Morning Collect: Benedict of Nursia

Almighty and everlasting God, your precepts are the wisdom of a loving Father: Give us grace, following the teaching and example of your servant Benedict, to walk with loving and willing hearts in the school of the Lord's service; let your ears be open to our prayers; and prosper with your blessing the work of our hands; through Jesus Christ our Lord, who lives and reigns with you and the Holy Spirit, one God, for ever and ever. Amen.

Comments

Lerewayah said…
Thought you might like to see this reflection on Benedict from Sr. Joan Chittister:

The Marks of Greatness

Feast of St. Benedict, July 11
Great people speak to ages after them like sound waves in the universe. Their voices glide across the ages of time, their words ringing on, the echoes of their lives rebounding in our own.

But it is sometimes difficult to recognize the great when first they come because there are few who are really ready for them. Few see the new world before them as clearly as they do. The Roman philosopher Boethius wrote, "Every age that is dying is a new age coming to life." The problem is that most people stay rooted in the age before them where the path is clear, the way is sure and the work is stable. The great people of every age are those who step over from one age to the next to show us that we must step over too.

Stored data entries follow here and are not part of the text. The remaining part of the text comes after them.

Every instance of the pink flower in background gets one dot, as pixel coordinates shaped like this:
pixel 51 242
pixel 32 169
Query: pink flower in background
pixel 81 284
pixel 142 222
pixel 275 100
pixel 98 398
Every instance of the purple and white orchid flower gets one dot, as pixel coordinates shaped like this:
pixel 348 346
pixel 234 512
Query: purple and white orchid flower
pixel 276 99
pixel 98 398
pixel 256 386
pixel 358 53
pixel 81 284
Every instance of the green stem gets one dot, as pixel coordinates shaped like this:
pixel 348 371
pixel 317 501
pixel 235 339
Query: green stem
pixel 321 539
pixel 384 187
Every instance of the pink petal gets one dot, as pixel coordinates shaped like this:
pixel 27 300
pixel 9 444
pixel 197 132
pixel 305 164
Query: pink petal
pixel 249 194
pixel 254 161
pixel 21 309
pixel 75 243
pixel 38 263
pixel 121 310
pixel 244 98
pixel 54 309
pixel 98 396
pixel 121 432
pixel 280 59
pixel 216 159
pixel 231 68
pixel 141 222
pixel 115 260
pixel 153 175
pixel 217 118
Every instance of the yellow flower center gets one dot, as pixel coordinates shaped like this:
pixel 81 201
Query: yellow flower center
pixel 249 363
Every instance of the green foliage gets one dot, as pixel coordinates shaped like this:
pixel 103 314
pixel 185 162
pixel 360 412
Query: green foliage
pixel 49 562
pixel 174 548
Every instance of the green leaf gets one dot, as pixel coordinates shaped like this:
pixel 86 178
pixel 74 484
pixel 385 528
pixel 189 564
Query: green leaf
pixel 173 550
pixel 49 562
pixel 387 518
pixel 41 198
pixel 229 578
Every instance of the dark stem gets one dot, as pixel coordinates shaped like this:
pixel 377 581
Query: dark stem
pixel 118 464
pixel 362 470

Greatness is that quality, like literary preeminence, that is impossible to define with scientific precision but almost equally impossible to mistake once you see it. It is a shocking thing, greatness, because it brings to the world around it a radiance of spirit, a clarity of purpose and courage of heart masked at first by the trappings of the ordinary. It feels, in fact, so stock that once you witness it you take it for granted. It oozes out of a great-souled person in rare but commonplace fashion and in that way draws everything in its orbit into the stuff of greatness too. "The great," Sydney Smith wrote, "hallow a whole people and lift up all who live in their time."

Greatness has four sure marks: freedom from the barnacles of the self, compassion for others whatever the desires of the self, commitment to something greater than the self and the life-giving courage that is willing to sacrifice the self for the sake of that freedom of spirit, tenderness of heart and vision of soul.

Benedict of Nursia was one of the great ones.

--Sr. Joan Chittister

shared by Gretchen Chateau
Thanks, Gretchen! Joan Chittister is such a great writer - so elegant and clear. And she is right that Benedict was one of the great ones!